Diğer yandan yap-işlet modeli ile gerçekleştirilecek HES Projesinden aralarında yabancı şirketlerin de bulunduğu özel sektöre aktarılacak kaynak ve sağlanacak kazanç inanılmaz boyutlardadır. Küçük bir HES santralinden elde edilecek kazanç günde yetmiş ila doksan bin Lira düzeyinde bulunmaktadır. Bu korkunç kazanç tutarı içerisinde yöre insanına ve başta Belediyeler olmak üzere kuruluşlara sağlanacak kayda değer hiç bir katkı bulunmamaktadır. Esas olan Hükümetin bu doğal kaynakları kendinin gerçekleştirerek başta bölgede yaşayan vatandaşlar olmak üzere kendi Milleteninin hizmetine sunmasıdır. Bu HES Projeleri için özel sektör ve yabancılarca verilen kredilere Türk Devleti'nin ihtiyacı yoktur, zira uygulanan yap-işlet modeli HES Projeleri Türk Devletine verilen ve geleceği ipotek eden borç paradan öteye geçememektedir. Öz varlığı olan Doğal kaynakların yağmaya açılmasında Milletin menfaati bulunmamaktadır. Bu şekilde birilerine tahayyül edilemez boyutlarda akar sağlanmakta, stratejik sularımıza ve madenlerimize el konulmaktadır.

Bölgede HES Lisansı verilen şirketler arasında yabancı sermayeli olanların ve bunlarda da Yabancı Ülke vatandaşlarının İdareci konumunda bulunduğu söylenmektedir. Çok cüzi kurulu güce sahip HES Projelerine yabancı şirketlerin neden iştirak ettikleri ve bunun yörede olduğu söylenen çok zengin maden yatakları ile ilişkisi araştırılmalıdır. Başta Rize İli Andon Mevkii olmak üzere yürütülmekte olan HES Projeleri kapsamında dinamit ile yapılan patlatmalı çalışmalar neticesinde içme suları tehdit altındadır, kaynak suları azalmış, bazıları yok olmuştur. Bir vadide havza planlaması yapılmaksızın yaklaşık 20 Km mesafede verilen 13-15 HES Lisansı ile yörede yaşayan vatandaşların yaşam alanları yok olma tehlikesi ile karşı karşıya bulunmaktadır. Bu şekilde peş peşe sıralanan HES'ler nedeni ile dere yatakları bundan böyle su görmeyecektir. ÇED Raporu için bir alt sınır konulmuştur. Bu şekilde bir vadide arka arkaya sıralanan HES'lerine dolaylı vize verilmiştir. Bir vadinin tamamı için tüm HES Projelerini kapsayacak şekilde ÇED Raporu istenmemesi ve havza planlaması yapılmaması çok manidardır. Ekli resimlerde bu örneğe çok uyan Rize İli Senoz Vadisinin ne hale geldiği, doğanın nasıl katledildiği çok açık bir şekilde görülmektedir.

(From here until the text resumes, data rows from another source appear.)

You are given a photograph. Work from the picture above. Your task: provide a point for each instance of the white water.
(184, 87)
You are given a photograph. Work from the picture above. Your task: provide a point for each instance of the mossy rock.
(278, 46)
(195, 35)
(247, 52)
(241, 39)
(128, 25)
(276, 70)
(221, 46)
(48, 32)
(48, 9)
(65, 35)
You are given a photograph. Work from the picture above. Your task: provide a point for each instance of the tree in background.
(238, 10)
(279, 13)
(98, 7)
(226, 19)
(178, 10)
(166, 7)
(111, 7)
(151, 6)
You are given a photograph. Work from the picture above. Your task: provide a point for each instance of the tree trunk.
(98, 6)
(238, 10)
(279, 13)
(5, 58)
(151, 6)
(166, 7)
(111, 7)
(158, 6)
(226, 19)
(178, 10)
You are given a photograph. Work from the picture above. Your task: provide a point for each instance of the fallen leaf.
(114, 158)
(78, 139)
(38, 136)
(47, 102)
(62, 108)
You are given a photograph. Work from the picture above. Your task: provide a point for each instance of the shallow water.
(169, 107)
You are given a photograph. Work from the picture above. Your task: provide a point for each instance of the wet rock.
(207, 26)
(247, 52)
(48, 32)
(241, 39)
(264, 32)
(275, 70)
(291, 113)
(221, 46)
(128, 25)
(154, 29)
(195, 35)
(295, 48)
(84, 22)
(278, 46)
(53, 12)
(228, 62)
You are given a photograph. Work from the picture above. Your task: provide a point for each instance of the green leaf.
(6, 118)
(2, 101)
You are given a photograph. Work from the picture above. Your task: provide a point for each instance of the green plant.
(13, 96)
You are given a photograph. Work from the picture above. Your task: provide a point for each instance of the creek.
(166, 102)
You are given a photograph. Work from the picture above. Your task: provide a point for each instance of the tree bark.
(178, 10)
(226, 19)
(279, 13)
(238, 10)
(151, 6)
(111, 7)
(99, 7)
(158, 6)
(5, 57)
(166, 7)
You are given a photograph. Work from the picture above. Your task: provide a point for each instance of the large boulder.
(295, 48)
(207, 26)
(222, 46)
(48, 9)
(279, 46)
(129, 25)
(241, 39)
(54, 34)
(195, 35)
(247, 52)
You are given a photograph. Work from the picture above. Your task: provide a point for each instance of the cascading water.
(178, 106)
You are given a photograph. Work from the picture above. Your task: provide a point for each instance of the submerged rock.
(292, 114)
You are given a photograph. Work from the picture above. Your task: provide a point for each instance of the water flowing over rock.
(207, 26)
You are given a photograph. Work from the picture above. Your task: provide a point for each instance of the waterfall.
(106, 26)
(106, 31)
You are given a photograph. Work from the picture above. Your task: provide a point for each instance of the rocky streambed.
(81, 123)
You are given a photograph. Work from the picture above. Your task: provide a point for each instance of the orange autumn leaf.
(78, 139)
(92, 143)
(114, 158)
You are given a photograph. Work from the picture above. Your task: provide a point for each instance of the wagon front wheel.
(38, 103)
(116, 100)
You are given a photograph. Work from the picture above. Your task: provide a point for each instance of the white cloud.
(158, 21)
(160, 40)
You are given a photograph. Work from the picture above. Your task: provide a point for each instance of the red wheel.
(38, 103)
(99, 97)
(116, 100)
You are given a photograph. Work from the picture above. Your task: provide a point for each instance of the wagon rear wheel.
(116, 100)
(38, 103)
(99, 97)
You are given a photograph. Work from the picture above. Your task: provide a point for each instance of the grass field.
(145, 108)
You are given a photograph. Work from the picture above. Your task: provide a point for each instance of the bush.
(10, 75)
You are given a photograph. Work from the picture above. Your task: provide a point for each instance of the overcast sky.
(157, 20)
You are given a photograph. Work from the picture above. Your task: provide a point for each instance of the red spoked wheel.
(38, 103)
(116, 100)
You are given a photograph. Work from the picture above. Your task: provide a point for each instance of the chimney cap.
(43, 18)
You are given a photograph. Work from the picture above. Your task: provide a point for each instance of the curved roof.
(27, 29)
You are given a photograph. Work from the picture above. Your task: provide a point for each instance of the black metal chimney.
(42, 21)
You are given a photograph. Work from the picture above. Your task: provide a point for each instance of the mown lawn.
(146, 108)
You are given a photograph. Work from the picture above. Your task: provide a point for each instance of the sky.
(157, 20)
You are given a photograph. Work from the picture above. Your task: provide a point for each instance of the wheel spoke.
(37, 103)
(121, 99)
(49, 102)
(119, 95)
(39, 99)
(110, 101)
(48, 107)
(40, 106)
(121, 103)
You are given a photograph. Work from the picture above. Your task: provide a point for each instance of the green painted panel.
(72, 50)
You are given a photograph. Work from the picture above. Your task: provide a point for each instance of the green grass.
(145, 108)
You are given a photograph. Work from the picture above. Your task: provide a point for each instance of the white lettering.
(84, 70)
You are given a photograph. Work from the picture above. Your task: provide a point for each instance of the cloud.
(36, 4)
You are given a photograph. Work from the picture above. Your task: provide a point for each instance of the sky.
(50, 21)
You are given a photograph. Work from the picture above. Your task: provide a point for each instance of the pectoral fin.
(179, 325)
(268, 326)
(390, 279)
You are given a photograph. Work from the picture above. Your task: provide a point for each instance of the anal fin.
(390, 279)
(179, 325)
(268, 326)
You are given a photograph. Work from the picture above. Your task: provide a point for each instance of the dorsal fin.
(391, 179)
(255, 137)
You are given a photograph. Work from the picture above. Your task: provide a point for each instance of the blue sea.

T.C. Çevre ve Orman Bakanlığı tarafından hazırlanarak Bakanlar kurulunda imzalanan ve TBMM gündemine getirilmesi tasarlanan Tabiatı Ve Biyolojik Çeşitliliği Koruma Yasası ile AKP Hükümetinin gerçek amaç ve hedefleri ortaya çıkmış bulunmaktadır. Başta Sayın Başbakan'ın üzerinde bulunan HES'in açılısında bakın su var dediği, o gittikten sonra kuruduğu söylenen derenin de yer aldığı İkizdere'yi kurtaran Mahkeme Kararlarını ve SİT Uygulamalarını ortadan kaldıracak olan bu Kanun Tasarısı ile coğrafyamızın dört bir yanı, tüm doğa ve canlı yaşam, biyolojik çeşitlilik ve kaynaklar yok olmaya mahkum edilecektir. Bu hassas konuya da Bütçe Görüşmeleri esnasında MHP Milletvekillerince değinilmesi yöre insanımız açısından önemli ve dikkat çekicidir.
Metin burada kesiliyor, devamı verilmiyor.